OCLC Internet Cataloging Project Colloquium
Position Paper
by
Kevin L. Butterfield
Assistant Librarian,
Original Cataloging Unit,
Hatcher Graduate Library
University of Michigan,
Ann Arbor, MI 48109-1205
Tel: (313) 764-9361
E-mail: kbutterf@umich.edu
The term metadata has been bandied about a great deal
in the professional literature of late. With the advent of the
Dublin Core, the Text Encoding Initiative (TEI) Guidelines, the
Government Information Locator Service (GILS), and other such
constructs, the concept of data about data and what to do with it
has again become a discussion point in librarianship. As the
methods available for describing information grow beyond MARC, it
becomes increasingly apparent that librarians, and more
specifically catalogers, have a role to play as mediators and creators of an
increasingly diverse landscape of descriptive methods. As the
choices for providing access increase, the experience and
traditions that the cataloging profession can bring to the
creation, standardization, and manipulation of metadata systems
becomes obvious. This position paper outlines how that experience
and tradition were brought to bear on digital library projects at
the University of Michigan and advocates a strong and
collaborative role for catalogers in the mediation and creation of
metadata systems.
The Cataloger As Mediator
By mediating the use of metadata, catalogers provide for these developing systems of description and access a strong influence towards standardization. Cataloging exists as an often invisible process of order making. As constituencies develop systems for ordering in the digital world, what was once a largely invisible process becomes glaringly apparent.
A working example of this process at the University of
Michigan has been the collaborative work done for the Humanities
Text Initiative, a partnership between the University Library, the
School of Information and Library Studies and the University of
Michigan Press. Cataloging staff were brought on board to develop
policies and standardize procedures for the cataloging of texts and
the production of TEI headers for the project. The goals were the
development of a continuing dialogue between each of the partners
and the creation of a system of headers and MARC records that
provided predictable and easy access to the Initiatives electronic
texts. The effort is an ongoing collaboration between the
humanities text, preservation, and cataloging communities within
the library. As the effort progressed towards more large-scale
production, skills in UNIX programming, workflow and systems
analysis, and Standardized General Mark-Up Language (SGML)
were developed on the part of the catalogers
while a greater appreciation for the value of standardized forms
of description and access were developed on the part of the other
collaborators.

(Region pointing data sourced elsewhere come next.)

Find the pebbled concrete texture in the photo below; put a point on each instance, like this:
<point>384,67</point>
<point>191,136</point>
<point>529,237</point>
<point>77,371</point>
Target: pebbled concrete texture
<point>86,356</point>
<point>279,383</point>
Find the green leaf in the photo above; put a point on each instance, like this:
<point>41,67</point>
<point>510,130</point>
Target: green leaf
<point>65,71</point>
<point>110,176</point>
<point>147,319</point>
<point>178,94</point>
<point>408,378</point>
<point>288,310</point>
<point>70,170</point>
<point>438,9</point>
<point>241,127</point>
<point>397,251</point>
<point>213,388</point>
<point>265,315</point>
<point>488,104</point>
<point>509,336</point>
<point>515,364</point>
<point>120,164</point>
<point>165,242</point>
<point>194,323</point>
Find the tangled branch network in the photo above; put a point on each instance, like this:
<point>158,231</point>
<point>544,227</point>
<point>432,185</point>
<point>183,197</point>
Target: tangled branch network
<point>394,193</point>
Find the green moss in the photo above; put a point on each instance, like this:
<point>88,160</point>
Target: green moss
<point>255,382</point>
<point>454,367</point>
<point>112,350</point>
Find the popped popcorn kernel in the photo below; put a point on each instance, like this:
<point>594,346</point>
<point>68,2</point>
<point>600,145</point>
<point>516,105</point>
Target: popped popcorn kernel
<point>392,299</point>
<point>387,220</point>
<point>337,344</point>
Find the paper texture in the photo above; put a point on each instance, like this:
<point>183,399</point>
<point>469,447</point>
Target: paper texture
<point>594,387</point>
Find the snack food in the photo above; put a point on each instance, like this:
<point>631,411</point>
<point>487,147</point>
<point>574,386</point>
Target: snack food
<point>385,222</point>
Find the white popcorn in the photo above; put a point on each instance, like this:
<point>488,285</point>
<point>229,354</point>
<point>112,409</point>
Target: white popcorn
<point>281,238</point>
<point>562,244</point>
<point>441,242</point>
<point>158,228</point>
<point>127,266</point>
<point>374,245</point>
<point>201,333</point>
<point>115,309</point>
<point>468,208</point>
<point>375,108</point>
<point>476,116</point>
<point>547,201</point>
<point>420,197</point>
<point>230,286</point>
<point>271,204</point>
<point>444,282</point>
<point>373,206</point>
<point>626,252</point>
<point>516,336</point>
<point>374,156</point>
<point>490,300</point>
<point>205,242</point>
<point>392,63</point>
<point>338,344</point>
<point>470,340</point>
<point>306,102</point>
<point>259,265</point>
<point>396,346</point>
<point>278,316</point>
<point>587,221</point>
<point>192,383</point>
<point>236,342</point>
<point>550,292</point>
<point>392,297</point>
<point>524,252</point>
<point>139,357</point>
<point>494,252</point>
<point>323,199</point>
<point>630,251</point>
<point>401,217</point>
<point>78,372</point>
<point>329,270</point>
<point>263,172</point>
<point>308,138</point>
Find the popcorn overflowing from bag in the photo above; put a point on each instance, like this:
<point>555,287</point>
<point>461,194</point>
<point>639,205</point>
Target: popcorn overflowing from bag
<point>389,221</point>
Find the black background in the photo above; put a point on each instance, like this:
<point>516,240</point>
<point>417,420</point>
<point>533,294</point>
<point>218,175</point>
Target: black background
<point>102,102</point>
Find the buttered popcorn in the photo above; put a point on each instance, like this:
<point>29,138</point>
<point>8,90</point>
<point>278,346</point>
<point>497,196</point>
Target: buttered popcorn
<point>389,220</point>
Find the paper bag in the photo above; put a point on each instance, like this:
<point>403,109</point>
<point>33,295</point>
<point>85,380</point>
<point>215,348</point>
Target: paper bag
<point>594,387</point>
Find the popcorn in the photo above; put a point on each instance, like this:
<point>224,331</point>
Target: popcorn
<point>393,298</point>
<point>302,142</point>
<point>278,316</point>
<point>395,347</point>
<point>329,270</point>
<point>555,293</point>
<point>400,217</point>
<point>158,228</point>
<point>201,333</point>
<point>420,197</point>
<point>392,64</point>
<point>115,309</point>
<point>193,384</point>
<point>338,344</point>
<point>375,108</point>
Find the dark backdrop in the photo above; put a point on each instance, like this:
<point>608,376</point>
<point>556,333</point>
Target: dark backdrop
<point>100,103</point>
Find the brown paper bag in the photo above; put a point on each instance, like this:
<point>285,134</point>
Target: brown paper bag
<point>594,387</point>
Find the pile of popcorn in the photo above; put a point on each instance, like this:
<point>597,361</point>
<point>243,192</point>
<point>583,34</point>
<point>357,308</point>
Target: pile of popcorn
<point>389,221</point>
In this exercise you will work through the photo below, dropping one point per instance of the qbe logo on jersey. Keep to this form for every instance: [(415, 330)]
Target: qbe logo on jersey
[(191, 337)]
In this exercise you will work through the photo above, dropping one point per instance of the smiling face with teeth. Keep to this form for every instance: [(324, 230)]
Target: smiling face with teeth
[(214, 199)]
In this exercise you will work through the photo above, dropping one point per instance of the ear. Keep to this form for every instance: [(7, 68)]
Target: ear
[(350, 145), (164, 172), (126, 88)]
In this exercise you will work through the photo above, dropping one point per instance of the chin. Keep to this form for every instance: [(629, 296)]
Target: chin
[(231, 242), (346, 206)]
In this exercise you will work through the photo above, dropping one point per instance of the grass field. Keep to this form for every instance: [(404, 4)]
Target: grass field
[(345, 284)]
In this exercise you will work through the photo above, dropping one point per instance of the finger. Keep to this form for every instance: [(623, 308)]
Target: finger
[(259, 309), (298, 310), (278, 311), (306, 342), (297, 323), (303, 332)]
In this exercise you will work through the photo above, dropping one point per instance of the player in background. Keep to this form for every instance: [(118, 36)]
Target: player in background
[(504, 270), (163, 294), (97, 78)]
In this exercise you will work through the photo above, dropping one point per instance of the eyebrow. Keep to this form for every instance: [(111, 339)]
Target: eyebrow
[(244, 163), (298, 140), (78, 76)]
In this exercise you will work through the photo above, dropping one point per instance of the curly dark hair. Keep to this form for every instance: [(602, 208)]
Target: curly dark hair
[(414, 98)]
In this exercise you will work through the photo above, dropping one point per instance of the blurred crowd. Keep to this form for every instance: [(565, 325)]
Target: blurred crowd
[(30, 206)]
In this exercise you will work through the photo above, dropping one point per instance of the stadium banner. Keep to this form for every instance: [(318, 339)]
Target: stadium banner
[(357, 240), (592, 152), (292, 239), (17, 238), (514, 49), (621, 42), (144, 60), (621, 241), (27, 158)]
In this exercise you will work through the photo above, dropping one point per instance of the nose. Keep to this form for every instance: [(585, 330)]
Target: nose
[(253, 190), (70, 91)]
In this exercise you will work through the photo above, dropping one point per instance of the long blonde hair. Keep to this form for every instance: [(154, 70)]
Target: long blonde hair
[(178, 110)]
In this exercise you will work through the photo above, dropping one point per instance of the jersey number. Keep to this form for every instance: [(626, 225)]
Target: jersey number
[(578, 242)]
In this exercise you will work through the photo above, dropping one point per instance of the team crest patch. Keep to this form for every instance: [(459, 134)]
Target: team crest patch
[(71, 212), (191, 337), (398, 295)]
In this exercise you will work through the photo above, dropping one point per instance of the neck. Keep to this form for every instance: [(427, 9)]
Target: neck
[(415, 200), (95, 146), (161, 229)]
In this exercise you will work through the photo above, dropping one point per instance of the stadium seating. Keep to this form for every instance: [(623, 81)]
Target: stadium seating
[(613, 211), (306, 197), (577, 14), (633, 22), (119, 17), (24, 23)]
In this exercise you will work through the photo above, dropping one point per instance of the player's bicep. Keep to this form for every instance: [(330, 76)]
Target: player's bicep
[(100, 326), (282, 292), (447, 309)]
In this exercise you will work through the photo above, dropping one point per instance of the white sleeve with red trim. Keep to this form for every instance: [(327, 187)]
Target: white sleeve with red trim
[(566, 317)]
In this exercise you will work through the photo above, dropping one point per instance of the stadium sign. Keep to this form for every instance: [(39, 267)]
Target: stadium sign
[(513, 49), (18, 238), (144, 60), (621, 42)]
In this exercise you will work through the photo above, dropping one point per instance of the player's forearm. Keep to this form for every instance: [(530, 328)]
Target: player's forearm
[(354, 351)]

As workflow patterns became finalized, another
change was noticed as well. Increasingly, catalogers were working
with the metadata first, in the form of TEI headers, and deriving
MARC-based records for the local catalog from it. This was made
possible by the efforts of catalogers to standardize the forms of
description within the TEI tagging. By employing AACR2 as a
standard and mediating the development of tag content, catalogers
played an integral role in the development of a more descriptive
and standardized header that allowed for greater predictability and
fidelity in searching and retrieval.
The Cataloger As Creator
While the previous project illustrates the cataloger as mediator, another more expansive project provides an example of the cataloger as an active participant in the creation of a metadata system. In 1994, the University of Michigan was awarded a four-year, four-million-dollar cooperative agreement to conduct coordinated research and development to create, operate, use, and evaluate a test bed of a large-scale continually evolving multimedia digital library. The NSF/ARPA/NASA Digital Library Project is based on a set of highly specialized agents. The descriptive component of that library, the conspectus, consists of a metadata set for the description of objects, collections, and agents within the digital library. In early 1995, members of the University Library's Original Cataloging Unit were asked to join the Conspectus Working Group to provide expertise in the creation of systems for information organization, in the maintenance of large scale information systems and to advise on the ability of metainformational constructs to scale from the research to the production level.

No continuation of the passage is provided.